На базарной площади, где все продавалось с подвод, сметану покупали только такую, чтобы ее можно было резать ножом, а масло — обязательно в свежем капустном листе с росой, и чтоб было оно желтым и пахло сливками; кур брали только живых, долго ощупывали, дули под перья, где пушок, чтоб поглядеть, не синие ли. Базар ломился от молодых овощей и ранних фруктов. Стоял галдеж, ржание коней, жевавших новое сено и отмахивавшихся хвостами от аспидно-синих ожиревших мух, визг поросят в мешках, требовательный гусиный крик. Пахло болотом от близкой реки, навозом и жареными семечками. И никому не могло прийти в голову, что это вдруг исчезнет. Слишком долго и надежно все это длилось, составляло саму жизнь, создано было людьми и для людей.
А Гурилев в то воскресенье, как обычно в конце квартала, сидел у себя в конторе и готовил квартальный отчет. На столе — гора бумаг, папок и скоросшивателей. Под рукой — счеты и арифмометр. За спиной на белой стене висела черная тарелка репродуктора с выдернутым из розетки шнуром. Гурилев, ничего не зная, сидел один в бухгалтерии, щелкал костяшками, сверял колонки цифр, составлял какие-то сметы, делал все, к чему привык, не предполагая, что все это уже лишено смысла, не будет иметь никакого результата: та жизнь, для которой все же что-то значили мизерные цифры маленькой провинциальной мебельной фабрики, кончилась еще на рассвете этого знойного вечного дня…
К августу в трехэтажном здании партшколы развернули госпиталь, и жена пошла туда работать счетоводом.
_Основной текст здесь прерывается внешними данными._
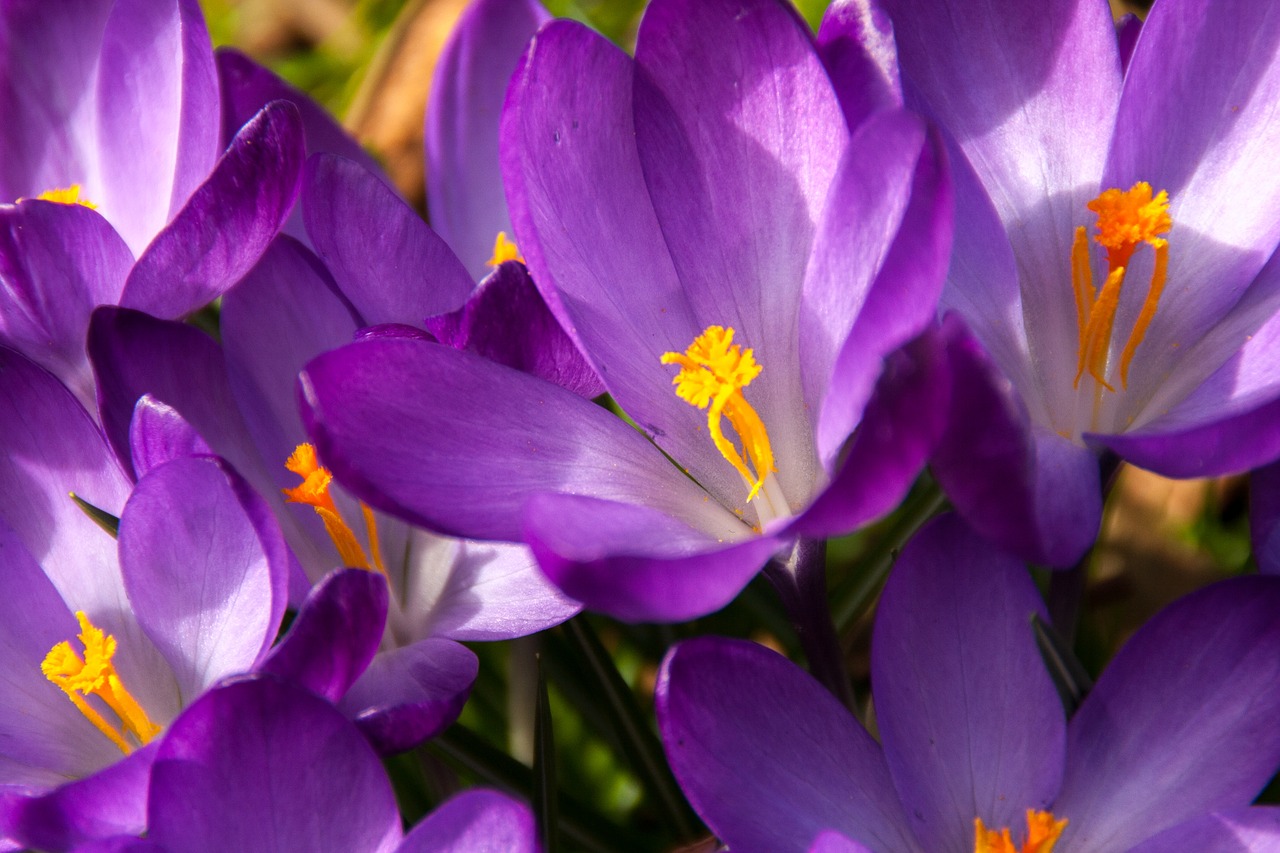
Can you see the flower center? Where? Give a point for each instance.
(1125, 220)
(95, 675)
(1042, 834)
(314, 492)
(67, 196)
(713, 372)
(503, 250)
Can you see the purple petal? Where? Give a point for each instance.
(227, 223)
(478, 591)
(383, 256)
(856, 46)
(472, 821)
(334, 635)
(969, 717)
(877, 268)
(506, 320)
(265, 766)
(205, 568)
(1176, 725)
(156, 115)
(56, 263)
(112, 802)
(53, 447)
(1029, 491)
(636, 564)
(767, 756)
(159, 434)
(900, 430)
(425, 433)
(411, 693)
(1246, 829)
(464, 183)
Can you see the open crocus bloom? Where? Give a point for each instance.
(1104, 316)
(700, 215)
(1165, 753)
(105, 642)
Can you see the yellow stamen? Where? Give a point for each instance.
(1125, 220)
(1042, 834)
(314, 492)
(503, 250)
(95, 675)
(67, 196)
(713, 372)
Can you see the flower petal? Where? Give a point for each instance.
(1178, 725)
(411, 693)
(767, 756)
(969, 717)
(227, 223)
(464, 183)
(260, 765)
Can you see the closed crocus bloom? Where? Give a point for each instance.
(106, 641)
(1111, 255)
(976, 755)
(737, 270)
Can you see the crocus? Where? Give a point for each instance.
(114, 187)
(105, 642)
(699, 214)
(1165, 753)
(1111, 256)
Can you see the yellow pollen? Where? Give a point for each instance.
(503, 250)
(1042, 834)
(314, 492)
(1125, 220)
(95, 675)
(67, 196)
(713, 372)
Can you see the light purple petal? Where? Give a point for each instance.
(475, 821)
(636, 564)
(261, 765)
(506, 320)
(1176, 724)
(205, 569)
(56, 263)
(900, 430)
(969, 717)
(159, 434)
(383, 256)
(1237, 831)
(334, 634)
(856, 46)
(465, 196)
(476, 591)
(1032, 492)
(156, 115)
(227, 223)
(426, 433)
(411, 693)
(767, 756)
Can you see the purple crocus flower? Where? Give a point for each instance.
(114, 187)
(1165, 753)
(261, 765)
(707, 191)
(105, 642)
(1112, 247)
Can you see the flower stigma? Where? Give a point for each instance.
(1042, 834)
(1125, 220)
(95, 675)
(314, 492)
(713, 372)
(503, 251)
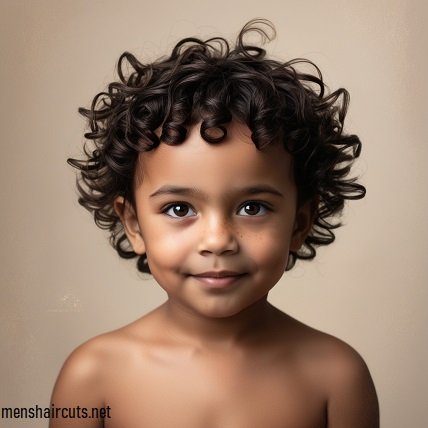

Первое время к госпиталю наведывался чуть ли не весь город: поглазеть на непривычное — на раненых как на первых живых героев, хотя некоторые из них и выстрелить не успели; кое-кто приходил в надежде встретить сына или брата, поспрашивать о них. В распахнутых окнах всех трех этажей было бело от нательных рубах, гипсовых кукол и панцирей, бинтов, темнели лишь загоревшие лица. Свесившись с подоконника, раненые улыбались горожанам, заигрывали с девушками. То жуткое, что испытали эти молодые парни, не забылось, а как бы отпустило их сюда, в этот навсегда, казалось, тыловой городок, отпустило, оставшись где-то там, почти в нереальной жизни, которую отсюда человеку хотелось видеть без страшных ее реальных подробностей…
Занятия в школе кончились. Сережа с утра до вечера где-то пропадал с ребятами. Являлся лишь к ужину — голодный, запыленный, счастливый, с исцарапанными локтями и коленками. Он с приятелями таскал раненым гостинцы — горячую вареную кукурузу, черные вишни в кульках, зеленовато-желтые диски подсолнечников, терпкие, с налетом матовой пыльны, яблоки. Все это, конечно, добывалось в чужих огородах и садах не самым честным способом. По просьбе раненых мальчишки бегали в ларек за папиросами, ситро и пивом, получая за услугу одну-две папироски на всю ораву или несколько стреляных гильз, чудом сохранившихся у кого-нибудь в кармане.
С вечера компания подростков начинала шастать по чердакам и сараям — искали шпионов-парашютистов, про которых уже сюда заносило слухи, или, таясь за забором, следили, не попытается ли кто взорвать единственный на всей улице важный объект — маленькую трансформаторную будку с трафаретным черепом и костями на дверце.